The FC held that the D.T.C.M. and R.AC. marks had been commercially used based on evidence, such as the yellow pages advertisements, indicating these marks historically described Chinese medicine and acupuncturists. On this basis, Natural Medicine College’s marks D.T.C.M., D.P.C.M., D.T.C.M. (Doctor of Traditional CHINESE MEDICINE), R.Ac. and Dr.TCM were found prohibited as recognized marks by section 10 of the Act.

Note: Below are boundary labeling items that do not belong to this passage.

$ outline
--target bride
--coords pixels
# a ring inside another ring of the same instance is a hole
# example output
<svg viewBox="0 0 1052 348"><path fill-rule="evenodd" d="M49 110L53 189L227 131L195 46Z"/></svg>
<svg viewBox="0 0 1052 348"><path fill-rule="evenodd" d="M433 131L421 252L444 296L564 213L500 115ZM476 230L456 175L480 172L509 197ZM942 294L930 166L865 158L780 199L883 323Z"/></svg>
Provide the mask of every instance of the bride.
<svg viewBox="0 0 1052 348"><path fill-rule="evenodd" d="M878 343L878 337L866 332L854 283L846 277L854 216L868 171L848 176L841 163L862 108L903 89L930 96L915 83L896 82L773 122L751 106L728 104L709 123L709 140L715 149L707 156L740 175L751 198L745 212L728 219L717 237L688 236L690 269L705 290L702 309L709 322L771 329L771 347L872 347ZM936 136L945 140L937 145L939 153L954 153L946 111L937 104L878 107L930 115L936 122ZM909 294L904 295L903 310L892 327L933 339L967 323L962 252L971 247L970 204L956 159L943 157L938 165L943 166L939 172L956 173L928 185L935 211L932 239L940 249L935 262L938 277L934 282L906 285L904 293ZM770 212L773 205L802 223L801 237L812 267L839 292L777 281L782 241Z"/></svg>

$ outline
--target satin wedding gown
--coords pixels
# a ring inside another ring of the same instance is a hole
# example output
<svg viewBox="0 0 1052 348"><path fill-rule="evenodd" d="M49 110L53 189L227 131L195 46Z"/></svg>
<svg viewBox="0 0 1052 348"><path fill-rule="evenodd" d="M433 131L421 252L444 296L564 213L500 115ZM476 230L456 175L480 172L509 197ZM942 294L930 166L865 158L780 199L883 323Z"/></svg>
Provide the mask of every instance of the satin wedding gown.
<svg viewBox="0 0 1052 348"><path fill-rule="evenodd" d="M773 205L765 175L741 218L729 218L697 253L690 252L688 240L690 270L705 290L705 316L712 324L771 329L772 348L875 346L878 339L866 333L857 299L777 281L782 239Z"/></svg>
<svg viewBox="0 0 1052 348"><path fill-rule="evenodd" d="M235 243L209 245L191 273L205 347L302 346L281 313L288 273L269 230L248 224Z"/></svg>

The FC rejected Chinese Traditional College’s offical marks claim under section 9(1)(d) of the Act, characterizing it as an attempt to prohibit the use of various professional titles simply because these titles are prohibited by provincial statutes regulating professions. This approach was rejected in Canadian Council of Professional Engineers v. Lubrication Engineers, Inc., [1992] 2 F.C. 329 (C.A.). However, in contrast to section 9(1)(d), the FC noted that analysis under section 7(d) of the Act was not limited to the impugned mark but focuses on how the person in question uses the mark. The FC found ample evidence suggesting respondant Natural Medicine College mislead the public to believe its licensees were not trade-mark licenses, but Federal versions of regulation in the field of Chinese medicine. The most compelling evidence was advertisements in Ontario which referred to the Natural Medicine College as a government authority.